L'Etat providence apparaît ainsi comme la revanche de Hobbes sur Locke. Robert Castel ne peut cacher sa crainte que l'inflation contemporaine du discours sur les risques ne conduise l'Etat providence à devenir absolutiste. Il ne récuse pas pour autant une forme politique qui réduit l'inégalité face aux risques et permet l'existence d'une société de « semblables ». Citant Saint-Just, Robert Castel en appelle à une République qui domestiquerait le marché.

Voilà qui n'est guère réjouissant. Par bonheur la demande légitime de sécurité que nous pouvons éprouver face aux risques actuels ne conduit pas nécessairement à abdiquer nos libertés dans les bras du Léviathan. Outre-Atlantique vient de paraître un livre fondamental qui explique comment l'extension des protections est possible, bien au-delà de ce que peut imaginer un esprit européen pétri de« social », sans passer par l'Etat mais par le contrat. Dans The New Financial Order, Robert Shiller, élève de James Tobin et professeur d'économie à Yale, annonce qu'on peut désormais démocratiser les techniques financières de gestion du risque. Ceci permettrait à chacun de se protéger contre les risques de l'existence, aux Etats de lutter contre d'excessives inégalités et aux nations de s'assurer mutuellement contre les crises économiques. Bref, de satisfaire le voeu des altermondialistes.

On le devrait à une double révolution : celle de l'information qui permet de constituer des indices objectifs concernant l'évolution de l'ensemble des valeurs, et celle de la finance qui a appris à partager les risques de l'incertitude en les distribuant sur les bases les plus larges. Les protections individuelles et collectives seraient d'autant plus grandes que l'échange des risques pourrait se faire sur une base mondialisée. Quand nous ne savons répondre aux risques nouveaux que par l'assistance, Robert Shiller nous indique que nous pourrions trouver des instruments plus performants en nous assurant contre la fluctuation des valeurs. Nous disposons, à condition de sortir de nos cadres de pensée, des instruments d'une nouvelle solidarité et de lutte contre les risques que l'économie fait courir à nos existences et nos propriétés.
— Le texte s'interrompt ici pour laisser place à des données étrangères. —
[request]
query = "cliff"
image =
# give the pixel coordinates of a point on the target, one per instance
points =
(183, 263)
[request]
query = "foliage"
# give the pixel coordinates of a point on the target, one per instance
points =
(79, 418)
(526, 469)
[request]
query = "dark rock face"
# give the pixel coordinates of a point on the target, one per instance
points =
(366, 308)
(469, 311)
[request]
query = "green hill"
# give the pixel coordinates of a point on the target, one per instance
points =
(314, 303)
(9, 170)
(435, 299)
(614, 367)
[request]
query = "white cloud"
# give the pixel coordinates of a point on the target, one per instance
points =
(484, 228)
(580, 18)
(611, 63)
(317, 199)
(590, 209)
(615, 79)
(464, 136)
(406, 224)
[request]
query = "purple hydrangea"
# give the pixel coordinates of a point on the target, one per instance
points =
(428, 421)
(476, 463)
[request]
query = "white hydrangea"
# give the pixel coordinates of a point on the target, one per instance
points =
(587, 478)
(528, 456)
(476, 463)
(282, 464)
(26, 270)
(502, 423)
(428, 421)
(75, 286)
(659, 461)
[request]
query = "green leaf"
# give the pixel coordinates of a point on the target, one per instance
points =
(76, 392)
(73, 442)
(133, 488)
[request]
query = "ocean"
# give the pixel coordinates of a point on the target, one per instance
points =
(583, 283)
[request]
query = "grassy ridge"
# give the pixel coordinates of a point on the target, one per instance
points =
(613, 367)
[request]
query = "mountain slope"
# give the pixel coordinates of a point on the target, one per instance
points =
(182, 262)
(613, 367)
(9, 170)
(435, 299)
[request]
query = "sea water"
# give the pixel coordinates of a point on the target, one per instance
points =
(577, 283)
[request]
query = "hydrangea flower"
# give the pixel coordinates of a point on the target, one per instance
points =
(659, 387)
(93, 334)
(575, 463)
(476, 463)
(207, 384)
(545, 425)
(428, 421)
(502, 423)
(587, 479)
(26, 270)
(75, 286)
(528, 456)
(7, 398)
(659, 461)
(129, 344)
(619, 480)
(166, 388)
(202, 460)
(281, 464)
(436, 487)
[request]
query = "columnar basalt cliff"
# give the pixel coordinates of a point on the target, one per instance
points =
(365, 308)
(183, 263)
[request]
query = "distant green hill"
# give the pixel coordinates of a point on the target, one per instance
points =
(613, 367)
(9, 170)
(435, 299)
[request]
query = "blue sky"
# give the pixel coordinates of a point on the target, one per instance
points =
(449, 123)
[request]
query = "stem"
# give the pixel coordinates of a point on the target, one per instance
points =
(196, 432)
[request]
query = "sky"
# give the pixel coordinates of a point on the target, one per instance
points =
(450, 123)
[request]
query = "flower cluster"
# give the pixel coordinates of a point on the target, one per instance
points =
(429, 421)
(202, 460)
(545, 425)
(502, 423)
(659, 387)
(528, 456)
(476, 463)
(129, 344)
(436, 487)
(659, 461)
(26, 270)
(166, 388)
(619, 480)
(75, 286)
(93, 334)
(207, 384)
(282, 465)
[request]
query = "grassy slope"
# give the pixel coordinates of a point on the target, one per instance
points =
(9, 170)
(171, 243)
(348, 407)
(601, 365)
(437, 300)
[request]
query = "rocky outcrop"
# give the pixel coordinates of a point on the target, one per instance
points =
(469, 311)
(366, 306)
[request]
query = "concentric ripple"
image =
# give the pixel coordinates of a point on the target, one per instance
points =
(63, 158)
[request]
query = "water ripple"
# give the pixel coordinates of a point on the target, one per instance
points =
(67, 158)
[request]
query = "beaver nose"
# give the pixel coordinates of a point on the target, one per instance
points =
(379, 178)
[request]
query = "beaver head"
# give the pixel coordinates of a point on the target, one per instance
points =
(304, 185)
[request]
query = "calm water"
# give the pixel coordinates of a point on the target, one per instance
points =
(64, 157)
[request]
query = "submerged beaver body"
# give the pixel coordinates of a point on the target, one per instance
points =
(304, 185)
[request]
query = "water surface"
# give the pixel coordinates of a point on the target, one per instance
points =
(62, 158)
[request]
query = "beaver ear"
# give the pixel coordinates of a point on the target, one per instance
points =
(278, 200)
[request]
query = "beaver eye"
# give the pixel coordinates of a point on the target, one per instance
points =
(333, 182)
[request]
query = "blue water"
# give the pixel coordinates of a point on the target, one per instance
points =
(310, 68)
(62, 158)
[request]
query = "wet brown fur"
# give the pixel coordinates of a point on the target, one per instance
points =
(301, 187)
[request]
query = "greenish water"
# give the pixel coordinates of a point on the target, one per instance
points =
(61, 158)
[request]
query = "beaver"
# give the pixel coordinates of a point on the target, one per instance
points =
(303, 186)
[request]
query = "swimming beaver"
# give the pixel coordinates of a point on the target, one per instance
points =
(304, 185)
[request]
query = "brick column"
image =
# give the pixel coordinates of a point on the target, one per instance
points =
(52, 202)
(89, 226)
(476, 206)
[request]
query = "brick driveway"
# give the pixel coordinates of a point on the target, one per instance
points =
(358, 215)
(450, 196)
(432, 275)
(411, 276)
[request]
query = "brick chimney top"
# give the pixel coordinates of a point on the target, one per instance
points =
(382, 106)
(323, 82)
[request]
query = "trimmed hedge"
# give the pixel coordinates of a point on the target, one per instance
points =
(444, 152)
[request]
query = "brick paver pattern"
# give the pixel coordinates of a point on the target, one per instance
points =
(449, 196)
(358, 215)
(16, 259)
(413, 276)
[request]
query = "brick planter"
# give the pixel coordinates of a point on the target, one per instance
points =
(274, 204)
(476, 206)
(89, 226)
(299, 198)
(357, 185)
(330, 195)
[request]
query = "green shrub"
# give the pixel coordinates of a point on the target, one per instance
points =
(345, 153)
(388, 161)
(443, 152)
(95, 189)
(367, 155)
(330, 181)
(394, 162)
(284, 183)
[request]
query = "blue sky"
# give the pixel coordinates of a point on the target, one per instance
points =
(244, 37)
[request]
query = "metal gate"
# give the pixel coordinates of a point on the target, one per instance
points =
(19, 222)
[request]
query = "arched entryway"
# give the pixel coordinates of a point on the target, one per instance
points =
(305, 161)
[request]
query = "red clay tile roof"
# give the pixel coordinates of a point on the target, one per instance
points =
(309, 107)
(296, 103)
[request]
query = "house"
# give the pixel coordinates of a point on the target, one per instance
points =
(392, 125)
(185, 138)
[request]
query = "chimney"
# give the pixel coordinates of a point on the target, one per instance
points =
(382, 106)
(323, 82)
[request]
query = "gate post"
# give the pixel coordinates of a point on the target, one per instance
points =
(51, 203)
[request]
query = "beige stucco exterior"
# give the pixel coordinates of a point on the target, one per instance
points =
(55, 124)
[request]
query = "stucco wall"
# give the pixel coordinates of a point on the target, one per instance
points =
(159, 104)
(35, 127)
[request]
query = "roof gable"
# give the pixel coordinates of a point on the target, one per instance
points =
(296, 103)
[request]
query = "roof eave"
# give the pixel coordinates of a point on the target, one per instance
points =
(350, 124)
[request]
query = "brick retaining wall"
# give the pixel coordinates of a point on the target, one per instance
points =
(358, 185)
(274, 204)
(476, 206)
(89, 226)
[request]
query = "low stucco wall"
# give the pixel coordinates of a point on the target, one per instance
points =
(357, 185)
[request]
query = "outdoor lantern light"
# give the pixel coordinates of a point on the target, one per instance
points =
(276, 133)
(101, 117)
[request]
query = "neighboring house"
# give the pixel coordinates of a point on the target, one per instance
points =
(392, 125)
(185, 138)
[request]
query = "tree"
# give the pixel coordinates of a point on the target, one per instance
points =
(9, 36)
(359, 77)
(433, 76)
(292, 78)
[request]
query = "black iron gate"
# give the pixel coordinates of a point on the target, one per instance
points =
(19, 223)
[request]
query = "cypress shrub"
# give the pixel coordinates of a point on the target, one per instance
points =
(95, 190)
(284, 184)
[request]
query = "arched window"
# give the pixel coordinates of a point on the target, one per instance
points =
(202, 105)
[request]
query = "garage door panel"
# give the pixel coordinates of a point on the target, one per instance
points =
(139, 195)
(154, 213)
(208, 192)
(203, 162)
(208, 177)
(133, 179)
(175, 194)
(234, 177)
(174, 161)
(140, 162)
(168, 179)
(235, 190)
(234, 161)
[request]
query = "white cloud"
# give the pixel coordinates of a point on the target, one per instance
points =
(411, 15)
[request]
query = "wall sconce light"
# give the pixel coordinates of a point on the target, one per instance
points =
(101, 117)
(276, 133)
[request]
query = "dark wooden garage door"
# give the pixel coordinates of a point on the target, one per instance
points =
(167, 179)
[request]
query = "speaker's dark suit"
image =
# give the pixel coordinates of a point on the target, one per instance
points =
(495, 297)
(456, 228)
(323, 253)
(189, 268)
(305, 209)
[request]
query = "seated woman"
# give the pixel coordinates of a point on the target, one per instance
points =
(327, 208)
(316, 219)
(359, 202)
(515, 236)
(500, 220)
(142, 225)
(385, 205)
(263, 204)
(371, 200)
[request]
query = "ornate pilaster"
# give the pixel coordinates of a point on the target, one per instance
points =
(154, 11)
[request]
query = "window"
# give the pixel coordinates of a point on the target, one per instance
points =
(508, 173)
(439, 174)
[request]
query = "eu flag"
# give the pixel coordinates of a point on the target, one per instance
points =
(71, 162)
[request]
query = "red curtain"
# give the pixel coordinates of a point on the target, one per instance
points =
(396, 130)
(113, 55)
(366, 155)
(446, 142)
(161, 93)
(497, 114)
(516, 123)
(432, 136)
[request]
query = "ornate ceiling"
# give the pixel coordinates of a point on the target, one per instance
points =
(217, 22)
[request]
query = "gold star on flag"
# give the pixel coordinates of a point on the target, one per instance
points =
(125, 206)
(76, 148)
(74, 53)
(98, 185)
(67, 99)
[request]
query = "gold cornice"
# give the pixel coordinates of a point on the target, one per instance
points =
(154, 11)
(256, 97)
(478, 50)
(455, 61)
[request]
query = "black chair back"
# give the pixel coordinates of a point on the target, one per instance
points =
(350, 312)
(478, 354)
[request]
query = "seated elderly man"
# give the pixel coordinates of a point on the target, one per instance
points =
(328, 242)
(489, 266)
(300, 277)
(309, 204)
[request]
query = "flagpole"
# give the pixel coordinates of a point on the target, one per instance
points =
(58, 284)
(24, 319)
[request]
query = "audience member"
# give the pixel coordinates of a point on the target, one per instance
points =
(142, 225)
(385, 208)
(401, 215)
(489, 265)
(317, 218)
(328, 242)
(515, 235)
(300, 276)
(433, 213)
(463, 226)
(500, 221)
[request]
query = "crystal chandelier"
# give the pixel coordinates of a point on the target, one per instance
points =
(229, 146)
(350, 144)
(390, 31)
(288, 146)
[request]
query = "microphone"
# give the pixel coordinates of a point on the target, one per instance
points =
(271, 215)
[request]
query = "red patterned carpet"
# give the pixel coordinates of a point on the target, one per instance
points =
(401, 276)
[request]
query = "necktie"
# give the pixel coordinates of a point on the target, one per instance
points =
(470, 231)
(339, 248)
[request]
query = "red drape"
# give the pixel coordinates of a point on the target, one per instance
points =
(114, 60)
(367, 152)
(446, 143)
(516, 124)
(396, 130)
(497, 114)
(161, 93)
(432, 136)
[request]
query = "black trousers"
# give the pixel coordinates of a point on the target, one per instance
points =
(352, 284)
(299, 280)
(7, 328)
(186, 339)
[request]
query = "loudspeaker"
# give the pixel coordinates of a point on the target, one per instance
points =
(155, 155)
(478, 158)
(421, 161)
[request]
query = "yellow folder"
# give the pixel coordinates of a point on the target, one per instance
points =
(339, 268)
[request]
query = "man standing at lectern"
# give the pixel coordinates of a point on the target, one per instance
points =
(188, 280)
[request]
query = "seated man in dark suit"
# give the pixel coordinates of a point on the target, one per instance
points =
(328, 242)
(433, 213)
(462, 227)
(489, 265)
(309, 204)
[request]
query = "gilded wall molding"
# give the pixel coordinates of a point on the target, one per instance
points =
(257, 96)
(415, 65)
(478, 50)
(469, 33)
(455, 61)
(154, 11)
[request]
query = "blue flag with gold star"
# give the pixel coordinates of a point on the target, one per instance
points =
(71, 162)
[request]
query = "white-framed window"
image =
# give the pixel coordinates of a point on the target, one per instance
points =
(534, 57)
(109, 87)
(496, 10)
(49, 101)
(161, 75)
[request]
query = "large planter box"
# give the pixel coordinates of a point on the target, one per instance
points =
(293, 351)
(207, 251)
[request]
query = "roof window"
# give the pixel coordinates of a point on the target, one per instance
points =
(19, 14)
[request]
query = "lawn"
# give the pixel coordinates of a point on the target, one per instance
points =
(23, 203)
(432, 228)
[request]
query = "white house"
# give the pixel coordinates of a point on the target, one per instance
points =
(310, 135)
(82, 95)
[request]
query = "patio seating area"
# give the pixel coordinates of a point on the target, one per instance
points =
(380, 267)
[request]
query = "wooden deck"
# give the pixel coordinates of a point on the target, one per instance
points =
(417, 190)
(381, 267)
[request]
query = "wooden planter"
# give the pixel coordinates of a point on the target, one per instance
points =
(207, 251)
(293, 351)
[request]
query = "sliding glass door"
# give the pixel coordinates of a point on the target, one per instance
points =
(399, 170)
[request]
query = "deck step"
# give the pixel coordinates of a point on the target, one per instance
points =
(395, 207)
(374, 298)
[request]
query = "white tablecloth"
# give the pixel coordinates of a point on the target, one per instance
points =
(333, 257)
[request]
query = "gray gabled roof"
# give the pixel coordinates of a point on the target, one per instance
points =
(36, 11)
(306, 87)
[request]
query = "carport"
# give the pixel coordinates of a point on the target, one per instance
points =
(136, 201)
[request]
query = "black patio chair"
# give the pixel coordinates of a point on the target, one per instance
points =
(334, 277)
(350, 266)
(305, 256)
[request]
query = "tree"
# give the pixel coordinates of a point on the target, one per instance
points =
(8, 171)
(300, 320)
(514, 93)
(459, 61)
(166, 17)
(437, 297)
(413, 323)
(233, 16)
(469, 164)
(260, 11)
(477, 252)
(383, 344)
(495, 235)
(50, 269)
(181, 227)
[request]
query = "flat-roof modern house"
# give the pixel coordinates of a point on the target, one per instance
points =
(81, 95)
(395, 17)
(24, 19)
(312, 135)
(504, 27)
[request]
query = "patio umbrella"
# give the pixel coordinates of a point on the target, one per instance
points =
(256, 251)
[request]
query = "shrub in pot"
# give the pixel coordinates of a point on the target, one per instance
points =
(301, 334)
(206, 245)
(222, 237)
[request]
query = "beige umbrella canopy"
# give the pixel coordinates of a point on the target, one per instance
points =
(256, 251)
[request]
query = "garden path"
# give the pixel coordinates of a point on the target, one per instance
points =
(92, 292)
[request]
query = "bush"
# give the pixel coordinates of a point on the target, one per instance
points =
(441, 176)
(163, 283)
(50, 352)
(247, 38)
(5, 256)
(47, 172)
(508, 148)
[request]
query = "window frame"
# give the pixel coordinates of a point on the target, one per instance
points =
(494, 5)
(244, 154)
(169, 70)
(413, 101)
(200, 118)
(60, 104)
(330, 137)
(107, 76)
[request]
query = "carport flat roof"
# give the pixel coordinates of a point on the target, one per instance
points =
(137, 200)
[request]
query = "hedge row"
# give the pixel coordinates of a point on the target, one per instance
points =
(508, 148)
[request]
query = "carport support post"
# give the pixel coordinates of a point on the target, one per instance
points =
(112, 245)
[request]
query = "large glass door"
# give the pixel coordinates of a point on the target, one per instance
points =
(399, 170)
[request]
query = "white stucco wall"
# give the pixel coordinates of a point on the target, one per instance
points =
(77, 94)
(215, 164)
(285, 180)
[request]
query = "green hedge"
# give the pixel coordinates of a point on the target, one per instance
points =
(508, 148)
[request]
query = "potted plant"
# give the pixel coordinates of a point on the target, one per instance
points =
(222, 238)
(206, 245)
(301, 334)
Ils ne passent pas par l'Etat parce que l'Etat nous prive de la surface mondiale qui permet de les bien répartir. La mondialisation qui nous apparaît aujourd'hui comme le plus grand risque est sans doute aussi la plus grande chance. Couplée aux nouvelles technologies du risque, elle permet de concevoir une nouvelle utopie assurantielle bien plus puissante que l'Etat providence.

En 1713, Jacques Bernoulli annonçait, à la fin de son Ars conjectandi, que les techniques du calcul de probabilités, qui n'étaient alors connues que de quelques joueurs et mathématiciens, allaient révolutionner les pratiques du gouvernement... Elles sont désormais partout. En 1852, Emile de Girardin, le fondateur de la presse moderne, publiait depuis son exil à Bruxelles Politique universelle, un petit livre où il reconstruisait l'ensemble de la politique à partir de la notion de risque. Il y proposait que chaque individu soit doté d'une police d'assurance dont le numéro servirait en même temps d'identification. Utopie... que le XX e siècle devait réaliser avec la Sécurité sociale. The New Financial Order sera peut-être, pour le XXI e siècle, un livre du même ordre. Cet ouvrage propose une nouvelle alternative aux programmes sociaux traditionnels : non plus tant domestiquer le marché par l'Etat, que faire en sorte qu'il produise les instruments de sa propre régulation. De quoi complètement renouveler le débat sur l'Etat providence.